Professor Theodore Dassios

Neonatology: Three short stories and a common myth

Abstract

Health outcomes and respiratory disease in childhood can be determined by genetic conditions, premature birth and indices of socioeconomic deprivation. Respiratory muscle function is compromised in children and young adults with Cystic Fibrosis (CF) compared to healthy controls, through the effect of airway obstruction and impaired nutrition on the respiratory muscles. Regular aerobic exercise can have a protective moderating action on the respiratory muscles in CF. Extremely preterm-born infants develop a form of chronic respiratory disease, characterised by arrested alveolar growth. This disease can be predicted and non-invasively evaluated with paired measurements of transcutaneous oxygen saturations and fraction of inspired oxygen. Poor socioeconomic standing in metropolitan urban areas can be associated with unfavourable neonatal outcomes, including premature birth and a higher risk for mortality before discharge from neonatal care.

Biography

Professor Theodore Dassios is a Neonatal Intensivist and an Adjunct Professor of Neonatology at King’s College London.

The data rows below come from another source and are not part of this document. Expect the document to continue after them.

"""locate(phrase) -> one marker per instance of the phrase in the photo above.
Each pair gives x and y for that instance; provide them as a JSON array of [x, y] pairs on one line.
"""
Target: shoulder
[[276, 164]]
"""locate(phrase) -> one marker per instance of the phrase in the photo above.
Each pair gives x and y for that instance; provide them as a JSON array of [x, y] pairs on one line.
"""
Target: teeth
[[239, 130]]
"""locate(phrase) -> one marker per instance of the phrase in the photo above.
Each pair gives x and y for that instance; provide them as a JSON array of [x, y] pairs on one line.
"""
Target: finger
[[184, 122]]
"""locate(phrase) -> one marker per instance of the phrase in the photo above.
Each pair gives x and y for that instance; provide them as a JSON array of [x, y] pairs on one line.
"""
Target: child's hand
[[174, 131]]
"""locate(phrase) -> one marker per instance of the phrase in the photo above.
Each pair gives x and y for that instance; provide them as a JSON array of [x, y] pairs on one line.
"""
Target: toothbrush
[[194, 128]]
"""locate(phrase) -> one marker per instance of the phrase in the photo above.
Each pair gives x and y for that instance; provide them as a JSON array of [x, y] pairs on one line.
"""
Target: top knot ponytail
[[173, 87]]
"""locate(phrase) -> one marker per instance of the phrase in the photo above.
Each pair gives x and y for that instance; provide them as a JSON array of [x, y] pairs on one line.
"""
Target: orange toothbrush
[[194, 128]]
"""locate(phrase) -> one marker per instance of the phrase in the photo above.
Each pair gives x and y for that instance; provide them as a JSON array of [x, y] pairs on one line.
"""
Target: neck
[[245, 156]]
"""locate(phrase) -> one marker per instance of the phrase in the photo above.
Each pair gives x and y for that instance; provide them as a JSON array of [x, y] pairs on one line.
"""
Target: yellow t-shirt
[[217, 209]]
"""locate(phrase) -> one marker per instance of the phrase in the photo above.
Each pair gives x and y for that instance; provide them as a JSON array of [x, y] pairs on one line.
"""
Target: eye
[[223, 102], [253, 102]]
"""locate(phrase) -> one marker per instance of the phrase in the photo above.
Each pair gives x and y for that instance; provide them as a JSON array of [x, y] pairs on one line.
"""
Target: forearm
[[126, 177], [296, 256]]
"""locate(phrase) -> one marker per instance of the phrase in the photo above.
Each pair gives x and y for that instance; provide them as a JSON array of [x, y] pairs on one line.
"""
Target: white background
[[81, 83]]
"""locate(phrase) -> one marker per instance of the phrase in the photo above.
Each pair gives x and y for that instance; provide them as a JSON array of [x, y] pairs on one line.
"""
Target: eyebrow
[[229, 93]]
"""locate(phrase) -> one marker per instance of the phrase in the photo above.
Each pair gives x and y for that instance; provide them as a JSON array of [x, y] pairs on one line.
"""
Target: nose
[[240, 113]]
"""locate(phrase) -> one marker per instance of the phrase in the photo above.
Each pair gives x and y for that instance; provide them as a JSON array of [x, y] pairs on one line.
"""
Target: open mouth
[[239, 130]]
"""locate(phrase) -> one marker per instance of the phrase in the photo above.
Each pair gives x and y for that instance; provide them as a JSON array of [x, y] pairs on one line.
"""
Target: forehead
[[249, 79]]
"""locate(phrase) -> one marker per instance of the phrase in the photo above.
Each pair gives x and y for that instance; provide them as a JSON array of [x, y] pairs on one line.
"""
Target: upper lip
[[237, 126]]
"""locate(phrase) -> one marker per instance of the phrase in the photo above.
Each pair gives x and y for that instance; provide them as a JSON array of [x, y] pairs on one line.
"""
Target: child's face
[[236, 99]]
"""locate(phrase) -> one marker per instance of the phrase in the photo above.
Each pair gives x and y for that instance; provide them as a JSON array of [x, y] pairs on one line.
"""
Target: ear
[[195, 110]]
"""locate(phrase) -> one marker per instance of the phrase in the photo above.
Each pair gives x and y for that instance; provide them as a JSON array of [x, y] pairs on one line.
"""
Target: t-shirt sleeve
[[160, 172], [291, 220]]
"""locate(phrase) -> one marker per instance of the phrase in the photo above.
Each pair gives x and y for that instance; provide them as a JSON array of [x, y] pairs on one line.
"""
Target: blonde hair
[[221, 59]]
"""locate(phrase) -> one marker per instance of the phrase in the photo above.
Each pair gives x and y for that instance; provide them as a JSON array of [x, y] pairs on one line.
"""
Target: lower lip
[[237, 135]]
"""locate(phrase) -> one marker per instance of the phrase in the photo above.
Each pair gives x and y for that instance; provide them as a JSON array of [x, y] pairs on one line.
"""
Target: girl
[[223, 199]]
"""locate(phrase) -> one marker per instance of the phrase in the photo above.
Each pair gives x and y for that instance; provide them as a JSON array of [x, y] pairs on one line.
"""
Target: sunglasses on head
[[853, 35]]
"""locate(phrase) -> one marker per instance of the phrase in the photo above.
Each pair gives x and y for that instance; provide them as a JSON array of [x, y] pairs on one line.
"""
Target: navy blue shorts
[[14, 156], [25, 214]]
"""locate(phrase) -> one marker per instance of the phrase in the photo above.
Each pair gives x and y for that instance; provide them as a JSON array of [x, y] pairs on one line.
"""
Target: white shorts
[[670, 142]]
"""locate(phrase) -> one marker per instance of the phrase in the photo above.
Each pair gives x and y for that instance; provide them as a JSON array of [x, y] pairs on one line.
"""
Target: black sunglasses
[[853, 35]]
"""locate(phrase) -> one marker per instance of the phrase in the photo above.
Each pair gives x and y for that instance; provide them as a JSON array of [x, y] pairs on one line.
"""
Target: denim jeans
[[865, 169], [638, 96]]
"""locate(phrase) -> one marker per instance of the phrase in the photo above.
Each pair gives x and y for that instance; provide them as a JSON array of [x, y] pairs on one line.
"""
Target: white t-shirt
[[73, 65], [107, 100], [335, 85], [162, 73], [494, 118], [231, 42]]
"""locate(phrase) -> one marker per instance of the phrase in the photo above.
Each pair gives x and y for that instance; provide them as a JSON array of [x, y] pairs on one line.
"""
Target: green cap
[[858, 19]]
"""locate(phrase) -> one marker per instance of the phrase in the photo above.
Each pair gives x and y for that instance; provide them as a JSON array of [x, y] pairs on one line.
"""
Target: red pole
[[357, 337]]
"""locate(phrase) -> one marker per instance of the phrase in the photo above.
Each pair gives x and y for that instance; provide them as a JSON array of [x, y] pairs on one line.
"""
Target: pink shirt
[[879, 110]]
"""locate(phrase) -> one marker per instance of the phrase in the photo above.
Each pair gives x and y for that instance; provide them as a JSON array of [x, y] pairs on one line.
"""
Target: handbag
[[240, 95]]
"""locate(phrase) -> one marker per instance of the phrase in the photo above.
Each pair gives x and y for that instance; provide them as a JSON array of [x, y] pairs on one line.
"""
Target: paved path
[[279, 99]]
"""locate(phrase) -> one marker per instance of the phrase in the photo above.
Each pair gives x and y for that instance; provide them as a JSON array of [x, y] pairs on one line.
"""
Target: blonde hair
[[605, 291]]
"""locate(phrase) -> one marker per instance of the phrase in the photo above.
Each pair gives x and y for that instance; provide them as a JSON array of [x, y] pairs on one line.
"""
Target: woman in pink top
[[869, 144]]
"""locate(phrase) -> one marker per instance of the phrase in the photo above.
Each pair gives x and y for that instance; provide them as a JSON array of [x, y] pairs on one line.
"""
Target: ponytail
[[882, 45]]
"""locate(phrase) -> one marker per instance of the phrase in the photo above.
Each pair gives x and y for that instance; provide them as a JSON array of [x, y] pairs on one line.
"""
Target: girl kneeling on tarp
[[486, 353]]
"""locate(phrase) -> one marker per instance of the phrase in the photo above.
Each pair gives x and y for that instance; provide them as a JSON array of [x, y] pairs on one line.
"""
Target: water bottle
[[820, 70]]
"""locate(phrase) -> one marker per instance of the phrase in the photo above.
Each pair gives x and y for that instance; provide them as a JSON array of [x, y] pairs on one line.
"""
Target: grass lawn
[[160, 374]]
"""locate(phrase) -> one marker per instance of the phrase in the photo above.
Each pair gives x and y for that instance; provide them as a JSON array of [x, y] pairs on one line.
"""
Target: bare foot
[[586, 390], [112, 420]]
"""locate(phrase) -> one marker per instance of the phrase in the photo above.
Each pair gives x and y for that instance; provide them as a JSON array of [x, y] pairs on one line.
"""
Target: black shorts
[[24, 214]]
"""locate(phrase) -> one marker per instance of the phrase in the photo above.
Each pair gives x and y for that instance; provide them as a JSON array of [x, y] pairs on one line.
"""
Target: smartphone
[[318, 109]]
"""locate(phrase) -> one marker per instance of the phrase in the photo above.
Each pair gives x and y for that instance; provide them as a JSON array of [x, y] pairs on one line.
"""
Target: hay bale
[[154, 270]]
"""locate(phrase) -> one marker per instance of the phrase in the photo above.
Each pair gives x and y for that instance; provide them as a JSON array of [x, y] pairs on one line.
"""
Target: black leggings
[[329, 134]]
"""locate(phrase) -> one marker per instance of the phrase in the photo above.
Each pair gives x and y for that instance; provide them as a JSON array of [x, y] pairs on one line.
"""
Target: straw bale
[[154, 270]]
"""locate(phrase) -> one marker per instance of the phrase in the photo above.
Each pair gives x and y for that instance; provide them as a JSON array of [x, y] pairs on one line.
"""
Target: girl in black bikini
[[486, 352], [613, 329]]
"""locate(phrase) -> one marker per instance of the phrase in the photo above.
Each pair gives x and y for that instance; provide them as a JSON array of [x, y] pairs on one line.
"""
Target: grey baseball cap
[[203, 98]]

He is the current elected Chair of the Pulmonology Section of the European Society of Paediatric Research. He has held the position of the Course Director for the MSc in Advanced Paediatrics at King’s College London, the Royal College Tutor for the Neonatal Unit at King’s College Hospital and the Chair of the Group “Neonatal and Paediatric Intensive Care” of the European Respiratory Society. He undertook his clinical neonatal training at King’s, Greece and Cambridge. He is currently supervising three MD(Res) degrees at KCL. His research interests include the quantification of oxygenation impairment in neonatal lung disease, the study of neonatal respiratory muscle function and the use of capnography in neonatal mechanical ventilation.